Sabtu, 16 Desember 2017 | teraSeni.com~
Tubuh Sebagai Simbol
Moertri Purnomo meyakini bahwa bahasa gerak bukan sekedar merangsang artis untuk-berkomunikasi tanpa bicara, tetapi seseorang harus mampu menelorkan ide denga simbol, lambang, sinyal, aktivitas, bisnis, gestur, dan ekspresi yang pas, dilakukan dengan menggunakan teknik dan dasar laku tertentu yang mengakibatkan orang lain bisa menangkap arti ataupun makna sesuatu yang akan disampaikan dengan jelas meskipun beberapa saat harus berpikir (Kedaulatan Rayat, April 1985). Ukapan dari salah satu sesepuh pantomimer Jogja diatas dapat menjadi jembatan masuk untuk memahami tubuh Jemek Supardi lebih jauh dalam karyanya Ngilogithok.
![]() |
Jemek Supardi menyalakan lilin dalam karyanya Ngilogithok, Kamis 7 Desember 2017, di Pendopo Art Space (Foto: Ajie Wartono) |
Kita tahu Jemek telah lama menjadi figur, tokoh, mitos dunia pantomime Indonesia yang telah malang melintang dalam dunia pertunjukan. Ia telah menelurkan banyak karya hampir sepanjang hidupnya baik pementasan di panggung ; jalanan, ruang publik, tempat pembuangan sampah, sungai, kuburan, kereta, di atas folklift, dan di dalam tong penuh berisi lem panas, dan banyak lagi. Sosoknya bagi dunia seni pertunjukan meninggalkan banyak cerita misteri, lucu, aneh, menjengkelkan, unik, nakal, liar, penuh dengan kejutan, Jemek tiba-tiba bisa muncul dimana dan kapan saja dengan berbagai tema, gaya, improvisasi, kolaborasi, serta penyikapan ruang yang spotanitas. Tak mengherankan jika keistimewaan aksi-aksi spontanitas dan ide orisinalitas manggungnya, seperti salah satu karyanya berjudul Badut-Badut Republik atau Badut-Badut Politik’ yang bermain di atas ‘Folklift’ berjalan, yang suatu ketika menurut Garin Nugroho mampu memecah kebuntuan konsep ‘Panggung Bergerak’ yang kala itu sedang diperdebatkan oleh seniman seperti Sardono W Kusumo dan Putu Wijaya.

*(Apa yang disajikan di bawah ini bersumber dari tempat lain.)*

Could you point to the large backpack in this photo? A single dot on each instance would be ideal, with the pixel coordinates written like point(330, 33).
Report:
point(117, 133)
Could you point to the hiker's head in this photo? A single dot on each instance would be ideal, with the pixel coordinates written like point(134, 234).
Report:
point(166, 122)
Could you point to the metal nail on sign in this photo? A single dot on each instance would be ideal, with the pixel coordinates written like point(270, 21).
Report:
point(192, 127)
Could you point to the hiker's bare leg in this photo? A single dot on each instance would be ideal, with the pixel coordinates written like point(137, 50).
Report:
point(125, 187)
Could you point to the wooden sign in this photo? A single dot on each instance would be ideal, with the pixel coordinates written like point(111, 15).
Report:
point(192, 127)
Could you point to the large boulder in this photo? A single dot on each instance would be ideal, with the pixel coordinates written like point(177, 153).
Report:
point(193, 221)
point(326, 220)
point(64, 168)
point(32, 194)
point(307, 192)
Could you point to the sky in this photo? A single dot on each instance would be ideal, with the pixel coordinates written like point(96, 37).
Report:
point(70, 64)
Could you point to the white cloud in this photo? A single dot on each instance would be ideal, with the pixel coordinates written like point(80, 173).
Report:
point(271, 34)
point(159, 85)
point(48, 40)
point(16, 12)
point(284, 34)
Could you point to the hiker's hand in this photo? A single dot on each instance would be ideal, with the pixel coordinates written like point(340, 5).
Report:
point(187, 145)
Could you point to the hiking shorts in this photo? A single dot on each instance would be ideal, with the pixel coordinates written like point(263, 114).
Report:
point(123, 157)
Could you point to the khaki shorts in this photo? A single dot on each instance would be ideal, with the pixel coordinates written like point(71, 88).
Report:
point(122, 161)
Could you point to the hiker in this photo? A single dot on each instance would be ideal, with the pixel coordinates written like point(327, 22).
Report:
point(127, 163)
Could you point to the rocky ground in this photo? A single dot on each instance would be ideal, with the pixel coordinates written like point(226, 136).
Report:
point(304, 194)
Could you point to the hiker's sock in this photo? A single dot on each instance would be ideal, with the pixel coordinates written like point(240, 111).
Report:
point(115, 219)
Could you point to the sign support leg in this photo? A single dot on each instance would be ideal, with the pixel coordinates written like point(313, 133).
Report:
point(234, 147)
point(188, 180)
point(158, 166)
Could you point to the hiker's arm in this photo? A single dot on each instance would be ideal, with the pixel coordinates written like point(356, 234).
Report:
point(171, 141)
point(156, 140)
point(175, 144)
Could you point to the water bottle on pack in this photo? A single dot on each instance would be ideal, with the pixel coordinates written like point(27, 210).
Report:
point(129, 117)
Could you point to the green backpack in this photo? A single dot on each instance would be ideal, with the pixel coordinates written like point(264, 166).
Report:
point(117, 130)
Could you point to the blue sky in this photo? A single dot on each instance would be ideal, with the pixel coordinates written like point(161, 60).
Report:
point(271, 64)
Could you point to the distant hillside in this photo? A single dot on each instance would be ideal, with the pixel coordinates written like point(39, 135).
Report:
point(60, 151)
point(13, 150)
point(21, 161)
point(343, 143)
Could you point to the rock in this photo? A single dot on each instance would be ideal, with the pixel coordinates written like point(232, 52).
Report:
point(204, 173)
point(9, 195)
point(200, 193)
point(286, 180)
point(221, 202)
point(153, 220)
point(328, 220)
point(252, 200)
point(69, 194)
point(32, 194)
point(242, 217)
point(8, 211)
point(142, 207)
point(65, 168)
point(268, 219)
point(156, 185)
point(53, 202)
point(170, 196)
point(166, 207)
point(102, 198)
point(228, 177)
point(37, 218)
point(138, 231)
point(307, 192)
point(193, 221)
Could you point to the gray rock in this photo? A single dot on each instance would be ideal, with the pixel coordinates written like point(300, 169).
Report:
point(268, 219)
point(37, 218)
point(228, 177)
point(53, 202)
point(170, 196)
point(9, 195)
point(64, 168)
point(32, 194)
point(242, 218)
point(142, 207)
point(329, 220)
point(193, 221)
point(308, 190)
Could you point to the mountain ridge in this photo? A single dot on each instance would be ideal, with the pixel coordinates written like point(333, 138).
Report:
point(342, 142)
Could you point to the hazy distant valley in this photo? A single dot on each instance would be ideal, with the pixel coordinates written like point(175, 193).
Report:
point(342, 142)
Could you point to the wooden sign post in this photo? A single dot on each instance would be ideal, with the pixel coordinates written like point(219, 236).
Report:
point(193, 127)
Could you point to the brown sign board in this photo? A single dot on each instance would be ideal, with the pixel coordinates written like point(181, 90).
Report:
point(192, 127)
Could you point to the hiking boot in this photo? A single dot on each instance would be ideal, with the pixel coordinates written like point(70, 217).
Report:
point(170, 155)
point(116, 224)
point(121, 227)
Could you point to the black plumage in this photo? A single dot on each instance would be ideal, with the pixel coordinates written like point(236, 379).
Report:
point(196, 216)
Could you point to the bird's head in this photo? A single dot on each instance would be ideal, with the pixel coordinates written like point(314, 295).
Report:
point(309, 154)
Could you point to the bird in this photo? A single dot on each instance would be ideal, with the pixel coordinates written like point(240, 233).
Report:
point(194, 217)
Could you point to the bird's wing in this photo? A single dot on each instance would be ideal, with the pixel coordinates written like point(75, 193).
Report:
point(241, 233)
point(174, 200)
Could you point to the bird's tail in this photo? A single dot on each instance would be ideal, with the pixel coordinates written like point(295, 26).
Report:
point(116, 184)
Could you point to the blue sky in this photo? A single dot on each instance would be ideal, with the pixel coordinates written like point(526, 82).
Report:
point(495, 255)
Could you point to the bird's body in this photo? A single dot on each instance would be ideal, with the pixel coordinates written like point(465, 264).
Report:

Sekelumit cerita tubuh-tubuh tak terduga Jemek di masa lalu yang selalu tampil di depan untuk dan atas nama pantomim. Ternyata ada yang berubah dalam karya-karyanya saat ini. Seperti Kamis 7 Desember 2017, di Pendopo Art Space, pukul 19.30 WIB Jemek bersama Aktor pantomim Broto Wijayanto dan Asita mementaskan karyanya Ngilogithok. Tubuh Jemek rasanya lebih sangat senti mentil. Narasi yang tersurat dari tubuh yang tergambarkan secara ‘simbolis’ seperti sedang-bergerak menuju jauh ke dalam hal subtil pada dirinya. Tubuh dan gerak pantomim Jemek yang atraktif menjadi semacam ‘hanyut dalam kesunyian’ tidak banyak aktivitas, bisnis, gestur, hanya sinyal-sinyal kecil yang muncul dari ekspresi wajah, tatapan nanar dan kosong, gerak tangan yang hampa dan lintasan-lintasan keluar masuk panggung.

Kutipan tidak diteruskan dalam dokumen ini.